- Born: Mary Tooke
- Known for: King's printer in Ireland

= Mary Crooke =

Irish printer and bookseller

Mary Crooke (fl. 1657–1692) was an Irish printer and bookseller.

==Life==
Mary Crooke was born in London, the daughter of haberdasher, Edmond Tooke. She married the king's printer in Ireland, John Crooke. They had four sons and three daughters. After his death in 1669 Crooke's brother, Benjamin Tooke, who had been an apprentice to her brother, was granted the patent of the king's printer in Ireland. He held this patent in trust for Crooke and her sons, John and Andrew, who were still minors. In practical terms, this meant that Crooke became the king's printer and held a monopoly on the printing, binding, and selling of books in Ireland. This made her one of the earliest recorded women printers in Ireland, along with Jane Jones in the 1740s.

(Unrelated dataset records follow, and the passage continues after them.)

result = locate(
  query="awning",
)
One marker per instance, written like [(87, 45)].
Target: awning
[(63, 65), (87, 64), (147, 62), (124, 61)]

Crooke operated from three premises in Dublin, Castle Street from 1670 to 1678, from King's Printing House, Skinner Row from 1678 to 1683, and then from Ormond Quay from 1683 to 1685. In 1677, she gave a silver cup to the Stationers' Company of London, and her apprentices in London were freed. Crooke's printing output was prodigious and her standards were low, while maintaining the business for her sons and resisting rival printers encroaching on her markets. She filed a petition against Thomas Bladen, who was forbidden to print, to the lord lieutenant in 1671, leading to his press being appropriated by the king's printer by order in 1673. In 1680 she took out a further petition against Joseph Ray, in which she was successful but which he ignored. When Crooke inherited the business it was heavily in debt, with her leadership it was profitable by the time her sons succeeded her.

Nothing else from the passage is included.